In Africa cereal yields were as little as one third those in developed countries, said Lindiwe Majele Sibanda, another author, but she pointed to successes for example in Nigerian cassava and of the adoption of higher yielding rice varieties.

"Africa is now organised and ready for business," she said.

The AU initiative aimed to achieve 6% annual growth in farm output by 2015 compared with 3% annually over the past decade. Tuesday's report cited estimates that the sector may be worth $800 billion by 2030 compared with $280 billion now.

It intended to galvanise European private and public sector investment, following similar investment in African farmland and businesses by large emerging economies including China.

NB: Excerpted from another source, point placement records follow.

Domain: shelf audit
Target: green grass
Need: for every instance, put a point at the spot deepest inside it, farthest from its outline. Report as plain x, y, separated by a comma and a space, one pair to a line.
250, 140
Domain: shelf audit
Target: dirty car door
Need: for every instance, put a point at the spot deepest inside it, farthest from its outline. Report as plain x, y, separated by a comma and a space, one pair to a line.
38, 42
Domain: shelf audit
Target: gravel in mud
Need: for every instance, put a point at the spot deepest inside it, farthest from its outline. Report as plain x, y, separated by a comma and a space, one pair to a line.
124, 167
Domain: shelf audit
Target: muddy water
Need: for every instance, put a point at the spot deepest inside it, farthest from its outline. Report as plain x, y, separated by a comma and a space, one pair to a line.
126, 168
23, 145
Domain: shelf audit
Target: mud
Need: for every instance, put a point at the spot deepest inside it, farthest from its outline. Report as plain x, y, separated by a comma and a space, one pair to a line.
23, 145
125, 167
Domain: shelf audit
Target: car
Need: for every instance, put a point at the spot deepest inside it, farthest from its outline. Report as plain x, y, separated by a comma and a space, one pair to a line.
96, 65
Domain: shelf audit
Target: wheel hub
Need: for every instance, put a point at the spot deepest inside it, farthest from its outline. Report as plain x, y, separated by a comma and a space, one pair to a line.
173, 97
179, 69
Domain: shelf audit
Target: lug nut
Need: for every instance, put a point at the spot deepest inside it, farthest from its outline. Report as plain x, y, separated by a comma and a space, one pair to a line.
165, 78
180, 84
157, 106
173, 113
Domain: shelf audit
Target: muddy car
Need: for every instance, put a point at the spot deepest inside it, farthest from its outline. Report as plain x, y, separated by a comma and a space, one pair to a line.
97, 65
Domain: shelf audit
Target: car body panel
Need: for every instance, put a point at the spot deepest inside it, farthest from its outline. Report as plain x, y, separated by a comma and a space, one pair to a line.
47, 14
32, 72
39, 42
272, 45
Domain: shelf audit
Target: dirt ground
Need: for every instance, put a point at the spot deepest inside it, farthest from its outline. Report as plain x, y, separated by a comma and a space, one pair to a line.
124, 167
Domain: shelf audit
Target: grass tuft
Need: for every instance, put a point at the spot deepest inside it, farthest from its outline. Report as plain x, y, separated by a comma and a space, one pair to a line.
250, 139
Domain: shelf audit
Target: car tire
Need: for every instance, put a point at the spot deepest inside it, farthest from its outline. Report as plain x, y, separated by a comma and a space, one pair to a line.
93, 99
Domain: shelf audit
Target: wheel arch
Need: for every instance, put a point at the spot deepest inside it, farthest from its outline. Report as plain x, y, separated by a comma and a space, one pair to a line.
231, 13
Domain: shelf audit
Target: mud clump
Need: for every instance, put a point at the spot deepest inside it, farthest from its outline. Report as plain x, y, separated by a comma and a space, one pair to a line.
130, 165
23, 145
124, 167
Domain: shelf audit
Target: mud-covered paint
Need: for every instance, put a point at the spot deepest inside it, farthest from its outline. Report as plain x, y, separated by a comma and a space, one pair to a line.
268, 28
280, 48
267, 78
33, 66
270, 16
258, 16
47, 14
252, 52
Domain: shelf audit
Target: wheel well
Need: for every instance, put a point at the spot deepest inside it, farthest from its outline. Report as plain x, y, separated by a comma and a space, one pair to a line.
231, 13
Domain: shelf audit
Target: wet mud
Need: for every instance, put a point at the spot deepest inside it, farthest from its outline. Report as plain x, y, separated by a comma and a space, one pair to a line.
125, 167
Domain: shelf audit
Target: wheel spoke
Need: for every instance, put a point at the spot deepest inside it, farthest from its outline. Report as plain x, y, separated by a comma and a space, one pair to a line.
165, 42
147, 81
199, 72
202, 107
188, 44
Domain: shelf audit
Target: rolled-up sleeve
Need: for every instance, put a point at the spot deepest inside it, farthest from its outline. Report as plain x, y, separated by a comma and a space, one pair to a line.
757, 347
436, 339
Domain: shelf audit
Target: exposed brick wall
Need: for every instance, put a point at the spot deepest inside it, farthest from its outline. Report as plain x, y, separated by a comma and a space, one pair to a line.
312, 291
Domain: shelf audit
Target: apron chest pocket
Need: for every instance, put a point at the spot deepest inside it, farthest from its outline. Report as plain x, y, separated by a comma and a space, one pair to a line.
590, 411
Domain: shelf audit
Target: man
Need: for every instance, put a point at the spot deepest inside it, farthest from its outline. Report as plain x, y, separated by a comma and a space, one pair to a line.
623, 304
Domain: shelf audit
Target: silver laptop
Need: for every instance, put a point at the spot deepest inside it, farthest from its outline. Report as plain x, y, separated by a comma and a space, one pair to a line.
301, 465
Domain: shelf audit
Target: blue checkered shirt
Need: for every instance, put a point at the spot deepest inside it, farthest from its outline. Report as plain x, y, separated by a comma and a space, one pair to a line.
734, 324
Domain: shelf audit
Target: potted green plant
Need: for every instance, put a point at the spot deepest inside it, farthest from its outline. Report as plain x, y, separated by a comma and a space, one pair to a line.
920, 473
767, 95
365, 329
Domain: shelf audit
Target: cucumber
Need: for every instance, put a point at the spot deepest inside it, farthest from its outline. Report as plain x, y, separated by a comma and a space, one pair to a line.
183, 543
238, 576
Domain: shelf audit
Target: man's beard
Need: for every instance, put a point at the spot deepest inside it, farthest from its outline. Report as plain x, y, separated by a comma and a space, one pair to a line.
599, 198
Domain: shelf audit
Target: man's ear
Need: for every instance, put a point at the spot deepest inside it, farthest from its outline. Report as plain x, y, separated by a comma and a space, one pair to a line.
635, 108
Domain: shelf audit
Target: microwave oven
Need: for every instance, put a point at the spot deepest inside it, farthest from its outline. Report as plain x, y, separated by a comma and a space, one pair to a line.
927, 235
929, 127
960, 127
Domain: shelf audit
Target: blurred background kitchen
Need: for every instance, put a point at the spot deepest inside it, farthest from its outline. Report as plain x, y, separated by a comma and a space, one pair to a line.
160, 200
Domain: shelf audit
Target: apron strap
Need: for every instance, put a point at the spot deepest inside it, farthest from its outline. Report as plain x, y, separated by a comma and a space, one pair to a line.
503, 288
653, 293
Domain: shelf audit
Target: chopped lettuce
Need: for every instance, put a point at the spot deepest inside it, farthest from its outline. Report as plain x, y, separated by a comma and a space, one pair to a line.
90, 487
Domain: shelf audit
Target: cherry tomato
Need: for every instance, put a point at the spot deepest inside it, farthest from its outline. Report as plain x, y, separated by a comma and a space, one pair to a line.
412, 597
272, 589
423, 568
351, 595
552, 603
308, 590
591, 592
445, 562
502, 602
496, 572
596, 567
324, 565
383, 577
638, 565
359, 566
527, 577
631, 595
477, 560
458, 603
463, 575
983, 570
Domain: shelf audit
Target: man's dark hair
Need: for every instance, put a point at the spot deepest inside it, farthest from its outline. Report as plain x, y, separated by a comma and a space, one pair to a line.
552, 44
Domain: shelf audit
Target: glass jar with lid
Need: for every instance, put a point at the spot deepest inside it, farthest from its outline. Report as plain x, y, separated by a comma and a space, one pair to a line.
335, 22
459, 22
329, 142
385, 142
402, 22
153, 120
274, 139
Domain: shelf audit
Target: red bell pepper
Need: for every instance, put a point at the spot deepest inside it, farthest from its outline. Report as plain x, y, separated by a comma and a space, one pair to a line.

Private sector investment would not over-turn problems of malnutrition, however, where 200 million Africans are under-fed and five million die annually from hunger. That required public support, possibly including a global grain reserve to ease food price spikes which hurt the poor more, the report said.

"Food price spikes, particularly the one in 2007-08, had a devastating impact on African consumers. Speculators drive these spikes higher than they would otherwise be," said Conway.

"These spikes need some form of physical grain reserve to moderate them," he added, saying that he was not advocating a government takeover of commodity markets.